FRESNO — From an old turkey shed where Dust Bowl migrants once talked in tongues, the Peoples Church has evolved into a powerful institution in the Central Valley. Its 5,000-member congregation, the biggest in this farming heartland, boasts among its members the sheriff, the undersheriff, city councilmen and, if Pastor G. L. Johnson has his way, the next mayor of Fresno.
"Let's congratulate Jim Patterson, one of our fine members," an exultant Johnson said from his pulpit one recent Sunday. He was pointing to the man who handily defeated the incumbent mayor to qualify for a runoff April 27.
"Now that's not politics," he said, smiling as the huge flock of evangelical Protestants smiled with him. "When someone wins something, you should congratulate him."
With his nod of support and much more, this is the first foray into mayoral politics for Johnson and the Peoples Church--dubbed "Heaven on Herndon Avenue" by some. And it has raised delicate questions about the church's clout and whether Patterson, who owns a fundamentalist Christian radio station, would carry the torch of the evangelical right.
"We worry about a hidden agenda," said Rabbi Robert Seigel of Temple Beth Israel, who plans to meet with Patterson in two weeks to voice Jewish concerns. "We're willing to give him the benefit of the doubt. But we're also aware that when some Pentecostals run for office, part of the plan is to deceive."
Patterson, 45, is believed to hold a solid lead over his runoff opponent, Brian Setencich, a 31-year-old city councilman. In a primary field of 13 candidates, Patterson fell 2,400 votes short of winning, with strong backing by major Fresno developers and church brethren who staffed phones, walked precincts and raised cash.
Johnson has hosted spaghetti dinner fund-raisers and browbeat a liberal minister for going public with an alleged anti-Semitic incident that involved Patterson. An ad in the Peoples Church Christmas program solicited $15 campaign donations to attend an open house hosted by Johnson and three other prominent evangelical pastors.
"I've known Jim for 20 years," Johnson, 65, said in an interview. "He's one of our boys. Naturally, you'd like to back him if you can."

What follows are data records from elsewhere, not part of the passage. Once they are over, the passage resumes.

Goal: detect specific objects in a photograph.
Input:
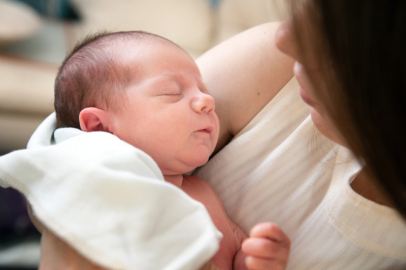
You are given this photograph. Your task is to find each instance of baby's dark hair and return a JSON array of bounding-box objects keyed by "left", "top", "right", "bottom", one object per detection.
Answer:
[{"left": 55, "top": 30, "right": 181, "bottom": 129}]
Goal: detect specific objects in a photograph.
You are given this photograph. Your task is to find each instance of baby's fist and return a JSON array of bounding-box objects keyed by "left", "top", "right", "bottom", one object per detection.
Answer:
[{"left": 241, "top": 222, "right": 290, "bottom": 270}]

Patterson says he is no soldier for the Christian right. His campaign rhetoric leans toward fighting crime and luring industry to Fresno, and avoids any mention of abortion, gays, feminists and other targets of religious right candidates.

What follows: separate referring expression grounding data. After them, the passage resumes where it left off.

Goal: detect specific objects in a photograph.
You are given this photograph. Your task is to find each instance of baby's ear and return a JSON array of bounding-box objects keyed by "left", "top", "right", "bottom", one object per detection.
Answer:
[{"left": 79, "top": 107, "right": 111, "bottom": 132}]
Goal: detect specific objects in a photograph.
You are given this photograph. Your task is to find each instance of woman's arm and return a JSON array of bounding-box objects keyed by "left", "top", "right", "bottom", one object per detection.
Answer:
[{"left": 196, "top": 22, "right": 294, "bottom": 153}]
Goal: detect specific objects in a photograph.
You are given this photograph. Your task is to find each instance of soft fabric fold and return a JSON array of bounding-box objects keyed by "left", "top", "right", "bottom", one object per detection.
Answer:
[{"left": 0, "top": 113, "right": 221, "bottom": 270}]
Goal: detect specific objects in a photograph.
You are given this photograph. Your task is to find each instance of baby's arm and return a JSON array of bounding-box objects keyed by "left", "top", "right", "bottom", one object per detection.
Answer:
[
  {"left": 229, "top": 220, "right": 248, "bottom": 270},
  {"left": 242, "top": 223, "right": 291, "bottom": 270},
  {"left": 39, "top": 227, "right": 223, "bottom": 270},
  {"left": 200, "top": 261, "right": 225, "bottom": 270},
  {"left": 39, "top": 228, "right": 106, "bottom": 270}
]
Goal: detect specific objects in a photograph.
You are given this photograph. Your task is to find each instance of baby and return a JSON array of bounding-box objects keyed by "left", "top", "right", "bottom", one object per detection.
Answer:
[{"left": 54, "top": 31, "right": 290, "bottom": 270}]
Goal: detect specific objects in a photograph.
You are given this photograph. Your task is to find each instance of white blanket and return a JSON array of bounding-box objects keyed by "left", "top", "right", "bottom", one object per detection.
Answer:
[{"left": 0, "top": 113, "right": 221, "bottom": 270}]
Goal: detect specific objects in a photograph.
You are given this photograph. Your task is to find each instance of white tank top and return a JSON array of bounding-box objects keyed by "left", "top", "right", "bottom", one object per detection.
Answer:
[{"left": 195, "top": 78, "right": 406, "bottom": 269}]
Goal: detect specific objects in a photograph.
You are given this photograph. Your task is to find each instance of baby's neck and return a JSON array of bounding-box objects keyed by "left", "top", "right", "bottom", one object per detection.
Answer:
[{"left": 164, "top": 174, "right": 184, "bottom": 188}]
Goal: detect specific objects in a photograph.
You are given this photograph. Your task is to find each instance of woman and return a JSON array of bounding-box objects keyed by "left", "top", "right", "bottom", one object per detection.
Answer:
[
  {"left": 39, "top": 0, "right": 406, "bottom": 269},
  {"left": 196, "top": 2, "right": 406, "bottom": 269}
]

Any help he has gotten from Johnson and fellow evangelicals, he said, has more to do with friendship than church mission. "The church and (radio) station are coincidental to my politics," Patterson said. "I see myself as a Jack Kemp conservative."
Fresno is surely a stronghold of evangelical fervor--"born-again" churches outnumber Catholic churches five to one--but the city has not leaned toward a man so God-fearing since an undertaker known for quoting the Bible became the first mayor in 1901.

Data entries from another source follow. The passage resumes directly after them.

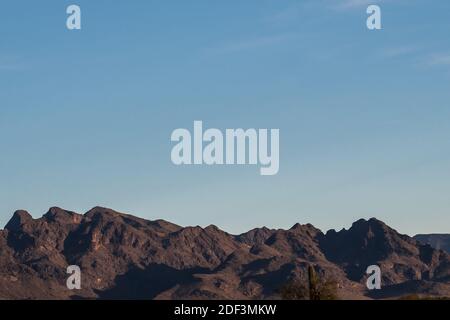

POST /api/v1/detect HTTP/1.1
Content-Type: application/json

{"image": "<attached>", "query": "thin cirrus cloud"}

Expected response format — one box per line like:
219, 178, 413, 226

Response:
425, 53, 450, 67
267, 0, 378, 15
264, 7, 301, 25
339, 0, 377, 8
329, 0, 397, 10
379, 46, 420, 59
378, 48, 450, 70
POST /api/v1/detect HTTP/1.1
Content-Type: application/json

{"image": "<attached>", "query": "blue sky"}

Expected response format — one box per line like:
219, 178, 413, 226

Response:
1, 0, 450, 235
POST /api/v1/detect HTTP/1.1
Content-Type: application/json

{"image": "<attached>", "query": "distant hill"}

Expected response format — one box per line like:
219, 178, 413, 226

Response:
0, 207, 449, 300
414, 234, 450, 253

Like post-World War II Los Angeles, Fresno is caught between its farming past and urban future. With 400,000 residents, it is the sixth-largest city in the state. But the boom years have brought urban sprawl, 18% unemployment and a crime rate second only to Oakland among California's big cities. Voters have never been more restive.
The defeat last month of Mayor Karen Humphrey means the entire seven-member City Council has turned over in two years. Still, it surprised many that Patterson, a first-time candidate, took 47% of the primary vote to Setencich's 32%.
Patterson campaigns on a record of volunteer involvement in secular organizations such as the Fresno Chamber of Commerce, while seldom talking about his roots in the religious right.
His grandfather, a Pentecostal preacher, founded radio stations in Kansas and Colorado. Patterson's father talked of building a fundamentalist Christian broadcasting empire here but lost two radio stations and a TV station to bankruptcy and landed in prison for tax evasion.
Patterson, who had managed one of the stations, bought KIRV radio in 1974 and kept to his father's fundamentalist line. As head of the Fresno Evangelical Political Action Committee in the early 1980s, he lobbied against abortion and gay rights.
In the mid-1980s, Patterson underwent a shift--if not an about-face, certainly a move toward the center. He returned to school and earned a political science degree from Cal State Fresno. He broadened KIRV's format to include programs for Japanese and Hmong residents, and says he had to withstand heat from devoted listeners.
He headed several committees and task forces for the Chamber of Commerce and--rounding out his ecumenical resume--served on the city's human relations commission.
"I got tired of the heavy-handed politics of the religious right," Patterson said in an interview. "I resigned from the National Religious Broadcasters. They had become a carnival sideshow, trinkets for God."